新宿区に限らず、東京都内の他の自治体でも同様の課題が顕在化。板橋区では、中国人世帯の34.3%が未納で、総額1億円以上。ウズベキスタン人では未納率が86.5%に達するなど、国籍によって傾向が偏っている実態も明らかになっている。
医療機関にも広がる“未払い”の影
国保の未納に加え、医療機関での診療費未払いも深刻な問題だ。厚生労働省の調査によれば、外国人患者のうち、在留外国人で「1人以上未払いがあった」とする病院は17.1%。1医療機関あたり平均約150万円の損失となっており、病院経営を圧迫している。
なかには、未払い額が1,000万円を超える病院も。大半が入院や高度な医療を要するケースで、「保険証は持っているが、保険料は払っていない」という例も少なくない。
「制度を知らない」から「悪用」まで
自治体の窓口では、「そもそも保険制度の存在自体を知らなかった」という外国人の声が多く聞かれる一方で、意図的に保険料を払わず医療サービスだけ受ける“タダ乗り”も疑われている。
特に飲食店や建設現場で働く一部外国人については、同じ事業所の複数人が未納だったり、同一ブローカー経由で来日していたりと、「組織的な未納」が指摘されるケースも出てきている。
自治体の対応にも限界
こうした事態を受けて、新宿区では2025年4月から「滞納対策課」を新設。
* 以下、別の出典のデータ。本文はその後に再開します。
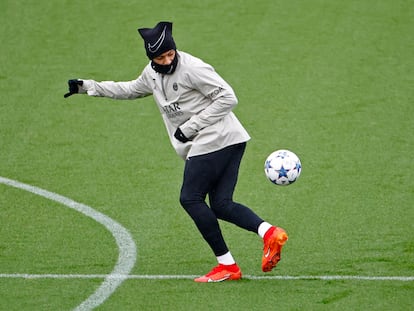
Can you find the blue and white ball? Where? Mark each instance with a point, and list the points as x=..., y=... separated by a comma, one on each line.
x=282, y=167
専門の部署で督促を強化しているが、「引っ越しされると追跡が困難」「世帯主が日本人だと外国人家族の未納が把握しにくい」など、制度上の課題も多い。
また、他の自治体と情報を連携できる仕組みがないため、転居されたら“逃げ得”になってしまうケースも少なくない。
制度の持続可能性が問われている
問題の本質は、保険制度が“性善説”に立って運用されてきたことにある。長期滞在する外国人が増える中で、国保や医療制度が今のままの設計で持ちこたえられるかは極めて疑問だ。
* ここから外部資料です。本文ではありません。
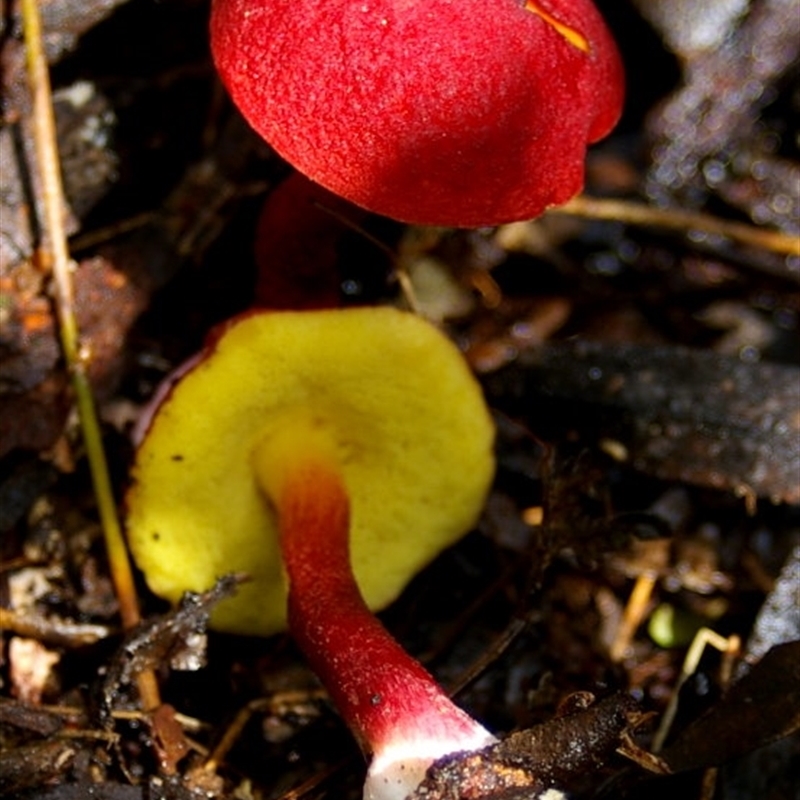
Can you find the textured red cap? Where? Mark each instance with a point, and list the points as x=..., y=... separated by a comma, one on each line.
x=446, y=112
このまま未納や踏み倒しを放置すれば、制度そのものの信頼性が揺らぎ、日本人住民の負担増にもつながりかねない。
現場の声、そして今後
板橋区や横浜市では、出入国在留管理局と連携し、未納情報を共有する新たな制度も動き出しているが、全国に広がるには時間がかかる。加えて、入国時に医療保険加入を義務化する、医療費の前払い制導入など、抜本的な制度改革も視野に入れるべきとの声があがっている。
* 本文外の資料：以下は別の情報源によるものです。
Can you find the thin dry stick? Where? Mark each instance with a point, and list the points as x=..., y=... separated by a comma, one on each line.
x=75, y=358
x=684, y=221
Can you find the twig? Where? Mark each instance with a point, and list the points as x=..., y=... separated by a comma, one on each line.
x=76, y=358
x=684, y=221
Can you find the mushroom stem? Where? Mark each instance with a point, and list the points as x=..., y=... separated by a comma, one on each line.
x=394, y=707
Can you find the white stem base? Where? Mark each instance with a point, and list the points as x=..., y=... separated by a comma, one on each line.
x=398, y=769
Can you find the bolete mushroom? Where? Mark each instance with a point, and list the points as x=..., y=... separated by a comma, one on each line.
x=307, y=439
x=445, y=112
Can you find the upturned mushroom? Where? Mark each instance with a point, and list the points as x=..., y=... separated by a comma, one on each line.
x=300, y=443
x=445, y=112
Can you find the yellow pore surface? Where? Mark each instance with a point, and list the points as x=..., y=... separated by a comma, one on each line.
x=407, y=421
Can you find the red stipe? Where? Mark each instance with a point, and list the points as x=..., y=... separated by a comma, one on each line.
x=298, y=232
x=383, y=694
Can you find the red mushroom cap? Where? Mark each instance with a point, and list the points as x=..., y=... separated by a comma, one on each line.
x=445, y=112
玉木雄一郎氏(国民民主党)、米山隆一氏(立憲民主党)など野党からも問題提起が続き、自民党内では自見はなこ議員を中心に政策修正を模索中だ。
「共に暮らす」ためのルール作りを
本来、保険料をきちんと払っている外国人が高額療養費を受けるのは当然の権利だ。だが、未納のまま医療を受け、その負担を日本人が肩代わりする今の構図には無理がある。
この問題は、外国人排除の議論ではなく、「共に暮らすためのルール作り」だ。国として、自治体として、制度のあり方を問い直すタイミングが来ている。